Fruits, especially whole fruits
Grains, at least half of which are whole grains
Dairy foods (milk, yogurt, cheese and or fortified soy beverages), fat free or low fat
A variety of protein foods, including seafood, lean meats and poultry, eggs, legumes, nuts and seeds and soy products
Oils, including those from plants: canola, corn, olive, peanut, safflower, soybean, and sunflower.
This healthy eating plan is nothing new, it models the USDA MyPlate . But keep in mind, many people with a goal of ‘healthy eating’ may have cut dairy foods from their diets. These dairy foods are recommended to help meet the calcium, vitamin D and potassium needs for everyone— these are the nutrients we are not getting enough of. The Guidelines recommend 3 servings of dairy daily for everyone 9 years and older. One serving equals 1 cup milk or yogurt and 1-1/2 ounce of cheese.
Next, let’s look at what the guidelines suggest we limit in our eating. You may have already heard the big news: cut down on sugar and sodium and keep saturated fat intake ‘in check’. Saturated fat is found mostly in animal protein foods.
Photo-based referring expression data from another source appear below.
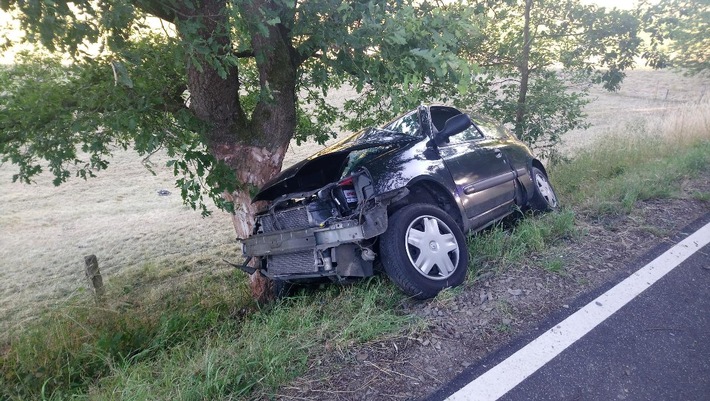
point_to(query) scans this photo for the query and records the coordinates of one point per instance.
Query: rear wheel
(544, 198)
(423, 250)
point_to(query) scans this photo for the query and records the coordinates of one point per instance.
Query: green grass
(501, 247)
(621, 171)
(162, 338)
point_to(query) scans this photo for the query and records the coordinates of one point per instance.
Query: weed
(701, 196)
(554, 265)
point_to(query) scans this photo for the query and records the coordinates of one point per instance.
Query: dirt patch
(468, 324)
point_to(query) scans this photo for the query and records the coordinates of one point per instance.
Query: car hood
(326, 165)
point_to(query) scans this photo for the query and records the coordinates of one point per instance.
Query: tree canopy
(224, 86)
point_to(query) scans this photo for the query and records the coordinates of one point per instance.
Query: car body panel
(324, 213)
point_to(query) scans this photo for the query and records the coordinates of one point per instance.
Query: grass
(502, 247)
(206, 340)
(194, 333)
(644, 161)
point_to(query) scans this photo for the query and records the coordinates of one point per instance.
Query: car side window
(470, 134)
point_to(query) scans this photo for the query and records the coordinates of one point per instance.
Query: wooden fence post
(94, 275)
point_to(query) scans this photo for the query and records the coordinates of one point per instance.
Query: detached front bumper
(332, 250)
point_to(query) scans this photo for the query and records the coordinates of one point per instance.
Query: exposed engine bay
(327, 232)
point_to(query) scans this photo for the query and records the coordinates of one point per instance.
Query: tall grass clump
(649, 158)
(500, 247)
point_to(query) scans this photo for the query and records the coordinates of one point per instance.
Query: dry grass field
(45, 231)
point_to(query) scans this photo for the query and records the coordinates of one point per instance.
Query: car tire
(544, 198)
(423, 250)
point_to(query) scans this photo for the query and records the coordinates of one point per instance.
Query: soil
(463, 327)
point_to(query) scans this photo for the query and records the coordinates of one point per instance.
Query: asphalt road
(654, 346)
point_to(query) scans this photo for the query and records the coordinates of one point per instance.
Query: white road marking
(505, 376)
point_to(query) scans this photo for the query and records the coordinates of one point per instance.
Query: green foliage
(678, 34)
(617, 172)
(572, 45)
(501, 247)
(142, 89)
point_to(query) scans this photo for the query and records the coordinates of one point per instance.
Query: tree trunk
(524, 69)
(254, 146)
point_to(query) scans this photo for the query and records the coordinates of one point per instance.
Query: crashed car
(404, 194)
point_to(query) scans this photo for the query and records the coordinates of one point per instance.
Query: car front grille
(285, 219)
(292, 263)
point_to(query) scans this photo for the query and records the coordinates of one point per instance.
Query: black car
(404, 193)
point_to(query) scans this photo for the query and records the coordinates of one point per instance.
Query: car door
(484, 180)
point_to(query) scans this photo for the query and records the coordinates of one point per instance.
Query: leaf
(120, 75)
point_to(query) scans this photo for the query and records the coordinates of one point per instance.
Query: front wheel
(423, 251)
(543, 198)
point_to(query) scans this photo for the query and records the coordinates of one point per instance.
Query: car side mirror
(454, 125)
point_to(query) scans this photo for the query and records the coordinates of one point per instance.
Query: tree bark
(524, 69)
(253, 146)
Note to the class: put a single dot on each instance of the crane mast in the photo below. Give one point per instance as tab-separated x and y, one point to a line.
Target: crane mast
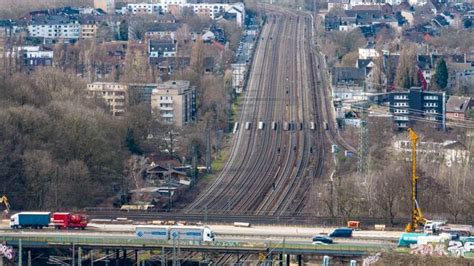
417	217
4	200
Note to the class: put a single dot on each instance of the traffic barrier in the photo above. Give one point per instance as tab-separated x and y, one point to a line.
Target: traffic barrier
379	227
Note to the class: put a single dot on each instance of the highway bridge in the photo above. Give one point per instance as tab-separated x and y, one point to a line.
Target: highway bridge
120	245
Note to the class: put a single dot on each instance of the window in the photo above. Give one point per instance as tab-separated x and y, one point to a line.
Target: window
400	97
430	97
431	104
401	111
401	104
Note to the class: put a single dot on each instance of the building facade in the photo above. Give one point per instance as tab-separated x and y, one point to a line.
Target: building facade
415	104
174	102
54	27
34	56
457	107
106	5
114	94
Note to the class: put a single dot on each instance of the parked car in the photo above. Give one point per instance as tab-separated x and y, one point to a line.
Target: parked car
341	232
318	239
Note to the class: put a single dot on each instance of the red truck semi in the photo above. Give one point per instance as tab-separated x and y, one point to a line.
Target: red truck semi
66	220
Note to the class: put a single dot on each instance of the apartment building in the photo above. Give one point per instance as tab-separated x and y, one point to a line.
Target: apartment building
175	102
54	27
35	56
162	48
88	27
114	94
415	104
106	5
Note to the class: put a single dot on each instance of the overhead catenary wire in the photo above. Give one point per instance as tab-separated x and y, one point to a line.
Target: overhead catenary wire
412	112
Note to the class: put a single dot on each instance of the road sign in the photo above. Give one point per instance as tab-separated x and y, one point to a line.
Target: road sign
174	234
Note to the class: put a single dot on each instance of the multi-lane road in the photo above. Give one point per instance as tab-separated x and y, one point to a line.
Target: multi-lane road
279	147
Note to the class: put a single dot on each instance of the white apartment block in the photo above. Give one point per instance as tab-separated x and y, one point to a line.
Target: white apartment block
106	5
114	94
55	27
174	101
211	10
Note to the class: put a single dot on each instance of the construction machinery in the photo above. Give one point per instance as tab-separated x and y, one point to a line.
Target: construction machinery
4	201
417	217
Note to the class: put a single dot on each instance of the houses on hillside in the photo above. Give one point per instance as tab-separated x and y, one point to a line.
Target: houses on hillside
173	101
By purchasing and preparing lean cuts of meat and varying your protein choices to include legumes and fish, this recommendation is manageable.
The sugar recommendation includes any sugar added to foods but does not include the natural sugar found in foods like fruit and dairy. The recommendation is to cap added sugar to about 12-1/2 teaspoons (50 grams) daily (that is, 10% of calories for a 2,000 calorie diet). This can add up quickly if you enjoy sweet desserts and sugary beverages. But please know that hidden sugar counts, too. Common sources include jarred pasta sauces, energy drinks, canned fruit, and breakfast cereals. Food labels are a valuable resource to determine the sugar content of packaged foods.
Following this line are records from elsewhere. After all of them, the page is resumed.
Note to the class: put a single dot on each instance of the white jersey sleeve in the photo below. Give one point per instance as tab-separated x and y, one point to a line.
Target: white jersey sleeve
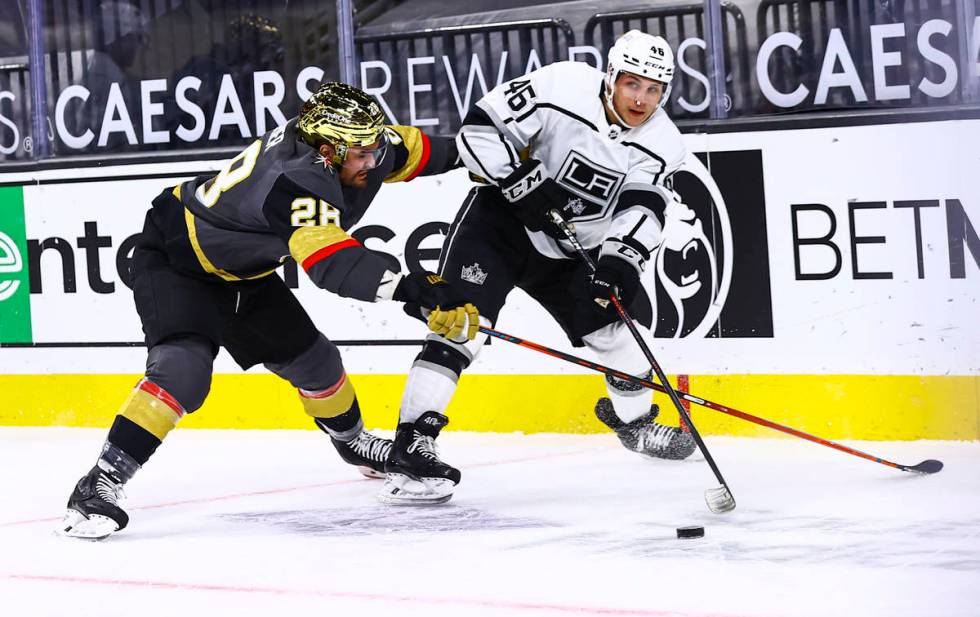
502	124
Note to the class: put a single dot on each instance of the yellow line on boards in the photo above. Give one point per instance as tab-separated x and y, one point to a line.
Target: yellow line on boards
830	406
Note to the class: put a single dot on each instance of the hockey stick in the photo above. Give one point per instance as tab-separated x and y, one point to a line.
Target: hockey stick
719	498
925	467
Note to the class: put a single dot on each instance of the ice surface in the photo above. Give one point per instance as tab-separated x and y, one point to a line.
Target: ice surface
273	523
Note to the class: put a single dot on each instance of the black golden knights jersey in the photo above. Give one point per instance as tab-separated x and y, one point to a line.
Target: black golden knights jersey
278	198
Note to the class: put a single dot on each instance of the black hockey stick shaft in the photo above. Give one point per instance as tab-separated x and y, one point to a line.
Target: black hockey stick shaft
927	466
625	317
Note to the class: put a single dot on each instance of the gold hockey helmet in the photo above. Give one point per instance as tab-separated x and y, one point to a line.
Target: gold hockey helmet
342	116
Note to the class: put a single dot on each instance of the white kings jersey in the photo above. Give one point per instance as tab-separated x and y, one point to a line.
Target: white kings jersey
614	176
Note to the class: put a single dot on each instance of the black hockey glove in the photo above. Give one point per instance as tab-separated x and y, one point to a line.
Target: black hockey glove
428	290
618	271
533	194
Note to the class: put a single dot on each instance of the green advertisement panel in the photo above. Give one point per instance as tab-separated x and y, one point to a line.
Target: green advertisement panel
15	288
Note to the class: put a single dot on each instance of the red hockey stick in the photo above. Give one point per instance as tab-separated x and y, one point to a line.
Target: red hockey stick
925	467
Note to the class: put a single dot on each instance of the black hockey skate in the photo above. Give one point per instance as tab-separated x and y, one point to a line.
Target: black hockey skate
645	435
366	452
93	510
415	475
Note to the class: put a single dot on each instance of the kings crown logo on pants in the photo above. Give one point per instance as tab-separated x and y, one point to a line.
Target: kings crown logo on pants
473	274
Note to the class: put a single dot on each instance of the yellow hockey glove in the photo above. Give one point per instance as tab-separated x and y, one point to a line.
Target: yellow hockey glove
455	323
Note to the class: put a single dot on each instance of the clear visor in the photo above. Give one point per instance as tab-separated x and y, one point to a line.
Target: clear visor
366	157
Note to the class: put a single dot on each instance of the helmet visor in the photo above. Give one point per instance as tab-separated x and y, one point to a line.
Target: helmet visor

For sodium, the cap is 2,300 mg daily. This amount of sodium is found in a teaspoon of salt. To meet these guidelines, it does help to avoid the salt shaker at the table, but unfortunately a major part of the sodium in American diets (80%) comes from processed and packaged foods. These foods include: frozen meals, canned or pickled foods, snack foods, condiments, and soda. Cutting sodium from your diet may make foods suddenly taste bland. But over time, your taste for salt will adapt and you will be able to use less for the same flavor. It will also be important to rely on herbs and other seasonings to bring more flavor to your palette. That is how many recipes on this blog are seasoned!
Reading labels for both sodium and sugar content is the only way to know what you’re eating. Keep in mind that the label is listed by the largest amount of ingredient to the smallest. However, eating foods without labels is the best kind of eating! The less processed, the better. Making small changes that stick with you over time is the best strategy for tackling these latest recommendations. As stated in the Guidelines, “A lifetime of healthy eating helps to prevent chronic diseases like obesity, heart disease, high blood pressure, and Type 2 diabetes… it is one of the most powerful tools we have”.